PKK AVRUPA’DA SALDIRILARINI NEDEN ARTTIRDI?

Son dönemde Avrupa’da PKK’nın saldırılarını arttırmasının sebepleri ise zihinleri meşgul etmeye devam etmektedir. Bu sebeplerden birisi Avrupa siyasetinde aşırı sağcıların güçlenerek seslerinin daha gür çıkması, PKK üyelerinin ise bu ortamı kendi menfaatleri doğrultusunda kullanmaya çalışmalarıdır. Avrupa’da yükselen aşırı sağ hareketler PKK’nın beslenebileceği, hareket kabiliyetini kolaylıkla arttırabileceği bir ortamın oluşmasına katkı sağlamaktadır. Avrupa’da aşırı sağcıların güçlenmesi, söz konusu düşüncelerin siyaset mekanizmasına tesir etmesine sebep olurken, gerek politik gerek sosyolojik manada ortaya çıkan İslam düşmanı ve Türkiye karşıtı durum, PKK sempatizanlarına cesaret vermektedir. Bir başka ifadeyle, Avrupa’daki aşırı sağcılar ile sol menşeili bir örgüt olduğunu iddia eden PKK’yı aynı tepside buluşturan olgu Türkiye karşıtlığı ile İslamofobik saiklerdir. Özellikle Almanya’da camilerin kundaklanması, cami duvarlarına nefret sloganlarının yazılması ve Türk sivil toplum örgütlerine yönelik saldırılar Avrupa’da yükselen yabancı karşıtlığından ve İslamofobi’den bağımsız düşünülemeyecek olgulardır. Bu bakımdan PKK saldırıları ile yükselen yabancı karşıtlığı arasında karşılıklı bir etkileşimin olduğunu söylemek mümkündür. PKK hem Avrupa’da yükselmekte olan aşırı sağ düşüncelerden yararlanarak alan hâkimiyetini genişletmeye çalışmakta, hem de söz konusu düşünceleri besleyerek İslamofobik ve Türkofobik zihniyeti tamamlayıcı bir çıpa vazifesi görmektedir.

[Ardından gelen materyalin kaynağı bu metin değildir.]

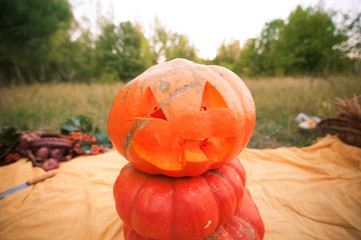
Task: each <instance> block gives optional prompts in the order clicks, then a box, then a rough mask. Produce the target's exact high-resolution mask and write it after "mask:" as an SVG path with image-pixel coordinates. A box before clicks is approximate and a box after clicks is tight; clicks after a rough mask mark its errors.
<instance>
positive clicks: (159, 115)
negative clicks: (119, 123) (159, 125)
mask: <svg viewBox="0 0 361 240" xmlns="http://www.w3.org/2000/svg"><path fill="white" fill-rule="evenodd" d="M136 117H140V118H158V119H163V120H165V121H167V117H166V116H165V114H164V112H163V110H162V108H161V107H160V106H159V103H158V102H157V100H156V99H155V97H154V94H153V91H152V90H151V89H150V87H147V88H146V89H145V91H144V92H143V95H142V99H141V100H140V104H139V105H138V108H137V110H136Z"/></svg>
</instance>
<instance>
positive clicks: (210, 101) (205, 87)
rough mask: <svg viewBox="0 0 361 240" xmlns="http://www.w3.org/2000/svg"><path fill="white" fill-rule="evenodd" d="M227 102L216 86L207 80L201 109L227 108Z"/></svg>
mask: <svg viewBox="0 0 361 240" xmlns="http://www.w3.org/2000/svg"><path fill="white" fill-rule="evenodd" d="M227 107H228V106H227V104H226V102H225V101H224V99H223V97H222V95H221V94H220V93H219V92H218V90H217V89H216V87H214V86H212V84H211V83H209V82H206V85H205V86H204V91H203V96H202V104H201V111H206V110H209V109H214V108H227Z"/></svg>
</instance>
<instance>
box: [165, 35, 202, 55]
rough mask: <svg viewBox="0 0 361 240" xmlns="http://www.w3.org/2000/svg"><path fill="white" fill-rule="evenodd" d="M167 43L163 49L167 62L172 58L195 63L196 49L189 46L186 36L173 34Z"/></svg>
mask: <svg viewBox="0 0 361 240" xmlns="http://www.w3.org/2000/svg"><path fill="white" fill-rule="evenodd" d="M168 43H169V45H168V46H166V49H165V58H166V60H167V61H169V60H172V59H174V58H185V59H188V60H191V61H197V53H196V48H195V47H194V46H193V45H191V44H190V42H189V39H188V37H187V36H186V35H184V34H178V33H173V34H171V36H170V40H169V41H168Z"/></svg>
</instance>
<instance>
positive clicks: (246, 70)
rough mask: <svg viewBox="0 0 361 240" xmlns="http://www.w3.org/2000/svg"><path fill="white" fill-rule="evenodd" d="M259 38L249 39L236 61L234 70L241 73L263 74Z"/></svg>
mask: <svg viewBox="0 0 361 240" xmlns="http://www.w3.org/2000/svg"><path fill="white" fill-rule="evenodd" d="M258 46H259V39H256V38H252V39H248V40H247V42H246V44H245V45H244V46H243V48H242V49H241V52H240V56H239V59H238V60H237V61H236V62H235V64H234V67H233V71H234V72H235V73H237V74H239V75H246V76H257V75H260V74H261V57H260V53H259V48H258Z"/></svg>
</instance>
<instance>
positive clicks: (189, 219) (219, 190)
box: [113, 159, 246, 240]
mask: <svg viewBox="0 0 361 240" xmlns="http://www.w3.org/2000/svg"><path fill="white" fill-rule="evenodd" d="M245 181H246V173H245V170H244V168H243V166H242V164H241V162H240V161H239V159H234V160H233V161H231V162H230V163H229V164H227V165H224V166H222V167H221V168H219V169H213V170H209V171H207V172H206V173H204V174H202V175H201V176H198V177H179V178H174V177H166V176H155V175H149V174H146V173H143V172H141V171H139V170H137V169H136V168H134V167H133V166H131V164H128V165H126V166H125V167H124V168H123V169H122V170H121V172H120V174H119V176H118V178H117V180H116V181H115V184H114V188H113V193H114V200H115V205H116V209H117V213H118V215H119V217H120V218H121V219H122V221H123V222H124V224H125V225H127V226H129V228H131V229H133V230H134V231H136V232H137V233H138V234H139V235H141V236H144V237H146V238H151V239H164V240H166V239H168V240H170V239H172V240H184V239H192V240H197V239H203V238H205V237H207V236H208V235H210V234H212V232H214V230H215V229H216V228H217V227H218V226H219V225H223V224H225V223H227V222H228V221H229V220H230V219H231V218H232V217H233V216H234V214H235V213H236V212H237V210H238V208H239V207H240V204H241V202H242V198H243V191H244V186H245Z"/></svg>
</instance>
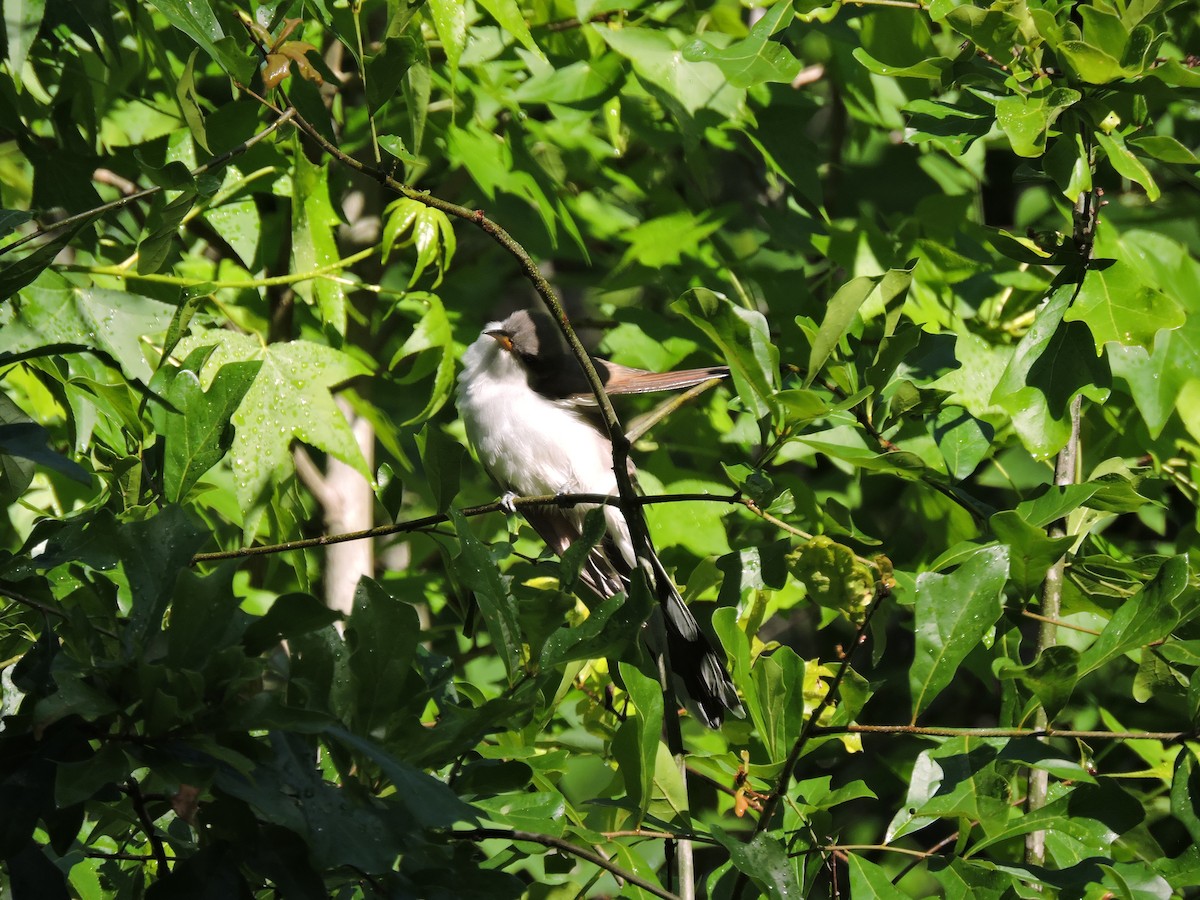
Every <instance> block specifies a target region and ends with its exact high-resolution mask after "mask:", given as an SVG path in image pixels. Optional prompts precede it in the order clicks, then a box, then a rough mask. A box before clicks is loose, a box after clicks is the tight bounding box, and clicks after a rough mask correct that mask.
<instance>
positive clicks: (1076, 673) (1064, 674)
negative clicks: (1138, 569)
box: [996, 538, 1079, 721]
mask: <svg viewBox="0 0 1200 900" xmlns="http://www.w3.org/2000/svg"><path fill="white" fill-rule="evenodd" d="M1066 540H1070V539H1069V538H1068V539H1066ZM996 677H997V678H1010V679H1016V680H1019V682H1020V683H1021V684H1024V685H1025V686H1026V688H1027V689H1028V690H1031V691H1032V692H1033V696H1036V697H1037V698H1038V703H1040V704H1042V708H1043V709H1045V712H1046V716H1049V719H1050V721H1054V720H1055V716H1057V715H1058V713H1061V712H1062V710H1063V708H1066V706H1067V701H1069V700H1070V695H1072V692H1074V690H1075V684H1076V683H1078V682H1079V650H1076V649H1075V648H1074V647H1046V648H1045V649H1044V650H1042V653H1039V654H1038V658H1037V659H1036V660H1033V662H1031V664H1030V665H1027V666H1019V665H1016V662H1015V661H1013V660H1010V659H1002V660H1000V661H998V664H997V666H996Z"/></svg>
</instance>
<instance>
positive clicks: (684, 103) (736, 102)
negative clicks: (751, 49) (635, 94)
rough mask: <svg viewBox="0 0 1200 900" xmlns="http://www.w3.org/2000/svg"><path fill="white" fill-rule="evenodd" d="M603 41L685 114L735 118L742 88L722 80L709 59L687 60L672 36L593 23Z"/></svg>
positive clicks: (597, 33) (628, 26)
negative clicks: (606, 25)
mask: <svg viewBox="0 0 1200 900" xmlns="http://www.w3.org/2000/svg"><path fill="white" fill-rule="evenodd" d="M595 31H596V34H599V35H600V36H601V37H602V38H604V41H605V43H607V44H608V47H611V48H612V49H613V50H616V52H617V53H619V54H620V55H622V56H624V58H625V59H628V60H629V61H630V62H632V65H634V71H635V72H636V73H637V74H638V76H640V77H641V78H643V79H644V80H647V82H649V83H650V84H653V85H655V86H658V88H660V89H661V90H662V91H665V92H666V96H668V97H672V98H674V100H677V101H678V102H679V104H680V106H683V108H684V110H685V112H686V113H688V114H689V115H695V114H696V112H697V110H700V109H704V108H708V109H712V110H714V112H716V113H720V114H725V115H727V116H728V118H731V119H733V118H737V115H736V114H737V113H738V112H739V109H740V107H742V103H743V91H740V90H738V89H736V88H733V85H732V84H730V83H728V82H727V80H726V77H725V73H724V72H722V71H721V70H720V68H718V67H716V66H714V65H713V64H712V62H689V61H688V60H686V59H684V55H683V53H682V52H680V50H679V48H678V43H677V40H676V36H674V35H672V34H670V32H666V31H664V30H660V29H654V28H637V26H623V28H604V26H596V28H595Z"/></svg>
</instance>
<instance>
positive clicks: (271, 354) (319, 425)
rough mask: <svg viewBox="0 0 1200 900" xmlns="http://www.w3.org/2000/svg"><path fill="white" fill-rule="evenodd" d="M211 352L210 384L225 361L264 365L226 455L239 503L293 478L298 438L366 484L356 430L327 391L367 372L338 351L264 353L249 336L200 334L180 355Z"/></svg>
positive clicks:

PKK’nın saldırıları arttırmasındaki bir diğer sebep ise Türkiye üzerinde diplomatik baskı kurmaktır. Türkiye’nin içeride ve dışarıda PKK/PYD ile etkin bir mücadele sergilemesi ve siyaset mekanizmasından gelen kararlı mesajlar PKK sempatizanlarının Avrupa’daki faaliyetlerine hız vermesine sebep olmuştur. PKK oldukça saldırgan bir dil kullanarak medya ve kamuoyunun dikkatini çekmeye, Avrupa’da Türkiye karşıtı bir ortam oluşturmaya çalışmakta ve bu vesileyle Ankara üzerinde siyasi bir baskı oluşturarak güvenlik kuvvetlerinin terörle mücadelesini zafiyete uğratmak ve siyasetçilerin terörle mücadele konusundaki kararlılığını yok etmek için çabalamaktadır.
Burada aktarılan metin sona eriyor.